Such a proposal would have totally deep-sixed any bright ideas coming from the much-maligned and eminently malignable State Street Advisory Committee, which has spent the better part of two-and-a-half years and $1 million trying to conjure a workable future for downtown Santa Barbara. 

That committee — made up of 17 certified big brains and movers and shakers — is scheduled to unveil its final grand plans for downtown on June 26. I am told that all the high-ranking City Hall administrators — Public Works, Community Development, Public Safety — are all more or less on board. That means there will be plenty for all of us to like and to hate. A lot of babies, I am told, will get cut in half. 



The State Street promenade, I am told, will be shrink-wrapped down to four or five blocks, which makes sense. As for what to do about cars and bikes, I am told the recommendation is that cars will be allowed back in some limited fashion for a limited portion of the street while bike riders will be told to get off and walk their steeds for that four- or five-block stretch. 

As far as parades go — another key flashpoint issue — the murmurings I’m hearing are disquieting in the extreme, reflecting the extent to which paranoia over mass shootings will forever now intrude into all aspects of city planning. 

I am hearing competing accounts. In one, the cops don’t want any parades back on State Street at all — not Solstice, not the Christmas parade, and not Fiesta — because they offer too inviting a target: large populations packed in tight with lots of high buildings where those intent on mass mayhem could fire off a few hundred rounds. In another variant, the cops are more concerned about Fiesta, in part because of all of the above with the addition of all that highly spook-able horseflesh

Full disclosure: I haven’t asked the cops yet to find out. 

In recent weeks, the 99 Cent store on the 400 block of State Street shut its doors as part of a chain-wide declaration of bankruptcy. What will go in its place. Given that most State Street properties are shaped like bowling alleys—too long and narrow for most merchants’ needs—maybe the landlord, Ray Mahboob, should reconsider a bowling alley for the site. He tried once before but got nowhere but exasperated for his efforts. Maybe second-time will be the charm. | Credit: Wikimedia Commons

I think the lesson of history is that angry young men with too much hate in their hearts will find a way to kill as many people as inhumanely possible whether or not parades are allowed as long as the means of mass destruction remain so readily available. But if law enforcement did not lie awake at night in a cold sweat worrying about such things, they’d be guilty of extreme negligence.

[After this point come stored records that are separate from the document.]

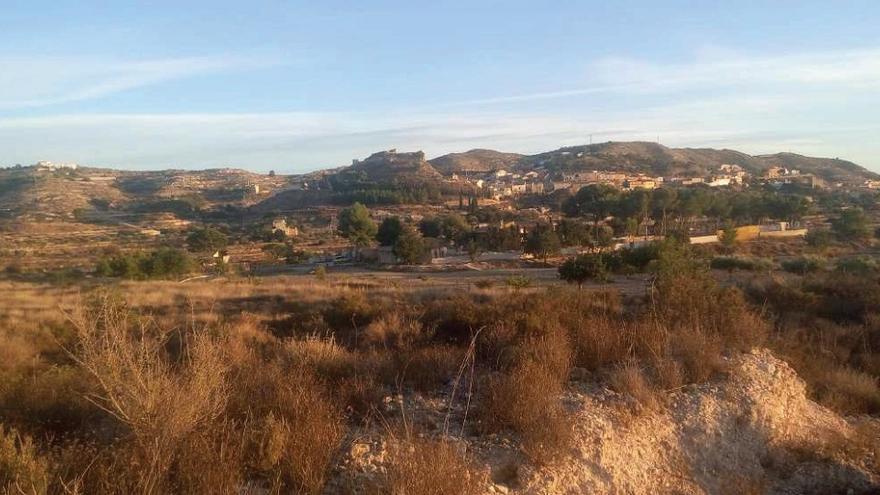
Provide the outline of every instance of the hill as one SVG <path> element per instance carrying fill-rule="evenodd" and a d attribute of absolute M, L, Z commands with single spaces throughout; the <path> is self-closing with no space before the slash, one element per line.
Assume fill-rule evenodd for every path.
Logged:
<path fill-rule="evenodd" d="M 462 181 L 453 173 L 498 169 L 550 173 L 615 170 L 662 177 L 706 177 L 722 164 L 753 175 L 771 167 L 815 174 L 828 183 L 861 185 L 880 175 L 838 158 L 794 153 L 752 156 L 735 150 L 668 148 L 649 142 L 607 142 L 519 155 L 488 149 L 451 153 L 430 161 L 421 151 L 380 151 L 350 166 L 302 176 L 270 176 L 240 169 L 122 171 L 101 168 L 0 169 L 0 217 L 73 218 L 91 212 L 108 218 L 143 213 L 186 214 L 195 208 L 264 203 L 270 209 L 345 203 L 395 204 L 442 201 L 457 196 Z M 279 194 L 280 193 L 280 194 Z M 260 209 L 260 208 L 257 208 Z"/>
<path fill-rule="evenodd" d="M 865 179 L 880 178 L 880 175 L 840 158 L 814 158 L 795 153 L 761 155 L 756 158 L 766 164 L 768 168 L 772 166 L 797 169 L 802 173 L 818 175 L 832 183 L 859 183 Z"/>
<path fill-rule="evenodd" d="M 493 170 L 509 169 L 519 163 L 524 156 L 518 153 L 473 149 L 464 153 L 450 153 L 438 156 L 429 160 L 428 163 L 440 173 L 451 175 L 462 172 L 491 172 Z"/>
<path fill-rule="evenodd" d="M 560 148 L 533 155 L 524 160 L 523 165 L 566 172 L 619 170 L 659 176 L 704 176 L 725 163 L 739 165 L 752 173 L 763 170 L 759 160 L 738 151 L 675 149 L 638 141 Z"/>
<path fill-rule="evenodd" d="M 422 151 L 398 153 L 397 150 L 388 150 L 355 160 L 336 176 L 340 180 L 391 183 L 438 179 L 441 174 L 425 160 Z"/>
<path fill-rule="evenodd" d="M 0 214 L 17 219 L 69 219 L 79 211 L 104 217 L 193 206 L 251 204 L 283 188 L 288 177 L 237 169 L 123 171 L 39 166 L 0 169 Z M 158 208 L 158 210 L 157 210 Z"/>
<path fill-rule="evenodd" d="M 545 167 L 551 171 L 619 170 L 650 175 L 701 177 L 722 164 L 743 167 L 754 175 L 782 166 L 816 174 L 829 182 L 860 184 L 880 177 L 852 162 L 813 158 L 793 153 L 752 156 L 735 150 L 712 148 L 667 148 L 649 142 L 607 142 L 573 146 L 524 158 L 520 168 Z"/>

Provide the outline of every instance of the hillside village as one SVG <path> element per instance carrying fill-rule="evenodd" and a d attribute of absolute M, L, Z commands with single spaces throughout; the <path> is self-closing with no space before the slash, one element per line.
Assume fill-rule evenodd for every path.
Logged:
<path fill-rule="evenodd" d="M 657 173 L 661 170 L 666 173 Z M 431 160 L 421 151 L 391 149 L 355 159 L 346 167 L 303 175 L 232 168 L 139 172 L 38 162 L 0 170 L 0 217 L 5 216 L 7 231 L 17 232 L 7 236 L 0 256 L 33 254 L 35 242 L 46 242 L 43 255 L 52 265 L 63 264 L 71 256 L 70 248 L 48 239 L 76 235 L 91 241 L 88 248 L 73 256 L 88 266 L 100 256 L 101 246 L 175 244 L 196 226 L 213 225 L 242 239 L 288 245 L 283 253 L 274 248 L 278 256 L 267 255 L 268 251 L 252 244 L 230 246 L 229 259 L 246 269 L 279 269 L 279 259 L 283 264 L 300 260 L 298 266 L 304 269 L 358 260 L 399 262 L 392 246 L 353 250 L 339 235 L 340 213 L 360 202 L 369 207 L 377 224 L 400 218 L 406 225 L 419 227 L 450 215 L 463 219 L 470 240 L 443 233 L 425 235 L 426 260 L 446 269 L 472 261 L 468 242 L 478 245 L 472 250 L 485 253 L 480 256 L 484 261 L 519 263 L 529 259 L 532 255 L 524 253 L 521 246 L 543 224 L 562 239 L 560 253 L 595 250 L 598 239 L 575 241 L 572 234 L 567 239 L 564 233 L 577 223 L 572 223 L 576 218 L 571 215 L 581 215 L 566 211 L 566 204 L 579 203 L 578 193 L 584 189 L 610 188 L 621 197 L 656 193 L 683 199 L 760 196 L 776 191 L 785 197 L 814 201 L 817 195 L 871 191 L 878 185 L 876 174 L 836 159 L 751 157 L 724 150 L 676 150 L 652 143 L 562 148 L 533 156 L 472 150 Z M 676 222 L 684 222 L 692 242 L 700 244 L 720 242 L 724 222 L 730 221 L 714 213 L 687 215 L 686 222 Z M 625 216 L 632 217 L 632 213 Z M 628 220 L 633 222 L 631 227 L 623 225 L 623 220 L 615 215 L 601 219 L 601 232 L 587 237 L 601 235 L 603 248 L 621 249 L 668 234 L 666 223 L 656 215 L 632 217 Z M 759 236 L 803 237 L 811 225 L 825 228 L 827 219 L 780 213 L 745 214 L 735 221 L 741 241 Z M 503 240 L 505 236 L 508 241 Z M 494 251 L 507 254 L 489 254 Z M 35 258 L 29 259 L 39 264 Z"/>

As far as cars and bikes, history has demonstrated that cars failed to save State Street while they had the chance, and bikes — in the four years the promenade has been in place — have failed to bring it back to life. Look at the 400 block, where cars have never been banned. The 99 Cents Only store, one of the few genuinely utilitarian shops in all of downtown, just went out of business. Maybe the landlord can now fill that space with a bowling alley, which is what he originally wanted. I am told he opted for the 99 Cents store as a finger in the eye of City Hall after all the grief he reportedly experienced trying to get the bowling alley approved. 

Fixing State Street is like putting the genie back in the bottle after you drank the contents and threw the bottle out the window. It ain’t easy. But it beats the alternative. Like my neighbor noted, “There’s always Armageddon.”